So what on earth to do? Why was the file so large anyway?
Thankfully I found a free downloadable tool for Windows called PDFSam Basic. This allowed me to split off the first few pages, and then I could work with them in Adobe Acrobat 9 as usual. I extracted the first page to png format, and found that that one page alone was more than 3 megabytes in size. That’s the same size as a full-colour photograph on my digital camera. Whoever had made the scans had done so at maximum resolution, in full colour. For black-and-white text pages. [Update: do NOT use PDFSam! It also silently installed it’s paid for model, and the uninstall did not work.]

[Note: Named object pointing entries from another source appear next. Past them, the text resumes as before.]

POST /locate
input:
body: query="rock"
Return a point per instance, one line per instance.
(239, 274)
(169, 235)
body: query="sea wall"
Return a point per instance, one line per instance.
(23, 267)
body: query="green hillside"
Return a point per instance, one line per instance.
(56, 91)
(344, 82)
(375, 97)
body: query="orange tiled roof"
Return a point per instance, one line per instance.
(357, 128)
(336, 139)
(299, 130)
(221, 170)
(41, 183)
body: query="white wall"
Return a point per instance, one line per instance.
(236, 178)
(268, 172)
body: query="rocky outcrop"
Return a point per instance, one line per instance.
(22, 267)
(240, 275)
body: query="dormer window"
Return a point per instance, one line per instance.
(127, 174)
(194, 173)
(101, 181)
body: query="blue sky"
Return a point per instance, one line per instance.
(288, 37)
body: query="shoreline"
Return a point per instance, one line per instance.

Well, I used PDFSam to chop the 3Gb monster up into three files, and then I used Adobe Acrobat to “save as” these out to PNG, with settings RGB=off, colourspace=Monochrome. This produced a directory full of .png files, one for each page, none larger than 150kb, and often much less. The first page was no longer 3mb but 36kb. Then I gathered these up into a PDF using Adobe Acrobat and… the PDF file for all the pages was now a mere 109mb. Much more sensible.
Only afterwards did it occur to me that this sort of task is what ImageMagick is for. It’s a very powerful command line tool. But I don’t currently have that installed because it has so many switches and options that I use it rarely. And working out what option to use takes a while.
Inspecting the new PDF, I saw that the scanning had been done extremely carelessly. The opening pages had a large stain across them:
Anybody who has used a photocopier knows that this happens when you haven’t got the page flat on the copier. Sheer carelessness.
And that’s actually the cause of the huge page sizes too. Whoever did the scan didn’t bother to set the copier up correctly. They just scanned at max resolution, full colour, and let the output be whatever size it might be. Whoever did it was NOT the person who was going to need to use the file.
I think we can all guess how this might happen. What sort of person has young people at their disposal to do chores like this?
So… my friends, whenever you get a student to scan a book for you, do please remember that they don’t want to do it, and CHECK the results? Thank you.
Update: Further experiments show that I don’t need to use PDFSam – Acrobat will save as the whole file to .png, even if it won’t do much else.